What would you try…

if you had no fear?

what would you doI went dragon boating this morning for the first time. It was one of those sparkling Sydney mornings… sun shining, clear blue sky, a slight chill in the air. It was great to be up and alive.

And, turns out, dragon boating is fun. I went with a group of girls from work – but there were 16 other people in the boat with us, all newbies. We weren’t good enough to win any races, but there we were, down in Blackwattle Bay, sun shining down on us, out amongst the tinnies, the rowers, the other dragon boats and a luxury yacht or two, splashing around, having fun.

It made me think how much losing weight and getting fit and healthy has given me. Before I started working out and lost weight, I used to avoid outings like this. It doesn’t stop everyone, but it used to stop me. I was always fearful of embarrassing myself, or being too fat to do something, too unfit to last the length of whatever it was. I would never have said yes to going along.

I used to live with a really high level of background stress. I don’t think I ever really acknowledged it, but I was worried about stuff all the time. Would the seatbelt fit on the plane? Would I be able to get out of the full restaurant without knocking someone’s table? Would I fit in the space?

And that was just the physical stuff. The amount of thought I gave to what other people thought of me was ridiculous. Were they looking at me as I pulled the seatbelt around myself? Were they judging me if I ate the cake?

It probably shouldn’t be like that – certainly no-one should be judging anyone on how they look, and if I had a better self-esteem, maybe I wouldn’t have felt so constrained by it. But being fat made me feel I was able to participate in life less. It made me put off so many things, it made me fearful, it made me anxious. It made me delay life, and have less fun.
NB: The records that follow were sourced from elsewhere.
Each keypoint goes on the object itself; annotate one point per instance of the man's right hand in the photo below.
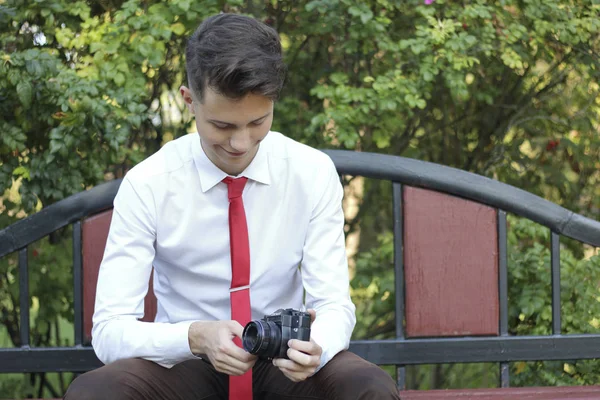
(214, 340)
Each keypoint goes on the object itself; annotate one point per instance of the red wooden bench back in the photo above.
(451, 280)
(450, 265)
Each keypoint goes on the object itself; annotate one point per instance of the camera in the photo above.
(268, 338)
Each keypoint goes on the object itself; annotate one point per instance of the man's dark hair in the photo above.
(235, 55)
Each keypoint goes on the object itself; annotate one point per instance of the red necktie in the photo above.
(240, 387)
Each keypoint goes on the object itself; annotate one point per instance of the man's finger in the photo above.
(238, 353)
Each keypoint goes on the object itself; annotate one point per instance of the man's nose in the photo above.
(241, 141)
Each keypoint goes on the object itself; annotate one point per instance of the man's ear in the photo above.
(186, 93)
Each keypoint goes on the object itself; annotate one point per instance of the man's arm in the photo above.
(123, 284)
(325, 269)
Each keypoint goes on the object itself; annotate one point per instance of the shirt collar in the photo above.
(210, 174)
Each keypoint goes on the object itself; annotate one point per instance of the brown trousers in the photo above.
(345, 377)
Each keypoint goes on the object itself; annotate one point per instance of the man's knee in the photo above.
(113, 381)
(351, 377)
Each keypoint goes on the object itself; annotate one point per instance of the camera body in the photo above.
(268, 337)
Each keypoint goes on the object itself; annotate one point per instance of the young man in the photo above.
(237, 222)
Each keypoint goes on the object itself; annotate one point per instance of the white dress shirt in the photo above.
(171, 212)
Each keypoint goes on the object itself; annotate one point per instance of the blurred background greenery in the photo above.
(507, 89)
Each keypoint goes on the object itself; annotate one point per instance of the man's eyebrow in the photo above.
(229, 123)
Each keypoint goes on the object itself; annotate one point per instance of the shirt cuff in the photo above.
(176, 345)
(331, 344)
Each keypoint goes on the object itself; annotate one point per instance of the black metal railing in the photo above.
(399, 351)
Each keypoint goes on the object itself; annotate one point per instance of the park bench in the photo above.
(451, 302)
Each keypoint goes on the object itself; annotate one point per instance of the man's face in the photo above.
(230, 130)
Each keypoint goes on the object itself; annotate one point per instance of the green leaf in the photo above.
(178, 28)
(22, 171)
(25, 93)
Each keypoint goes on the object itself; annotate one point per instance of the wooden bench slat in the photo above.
(532, 393)
(450, 264)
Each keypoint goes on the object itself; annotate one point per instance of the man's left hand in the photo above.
(304, 357)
Probably the thing I was most fearful about was really putting in the effort to actually lose weight and get fit and healthy. Because what if I tried really hard, and I couldn’t do it. What would that mean? At least if I hadn’t really tried, I could always give it another go. So I didn’t. For a really long time.


What I know now is I CAN do it. It was not easy – there are many days when it still isn’t. But I can do it. And I can keep doing it.

Losing weight has given me so much. I feel like I’ve been given a whole new chance with life, and I want it all. I want to run, I want to lift, I want to dragon boat, I want to play tennis, to snorkle, to swim, to ride my bike… to do ALL the things! And being fit means I actually can, most of the time.  And the thing is – that’s a great motivator to keep doing the other stuff – the working out, the eating right – because the trade off is everything else I get to do.

The new normal is the me who gets out of bed to train – even on the days I don’t really feel like it. The new normal is the one who thinks consciously about what she eats. And today, the new normal feels great. The only regret – and I try not to focus on regret – is that I didn’t do it sooner.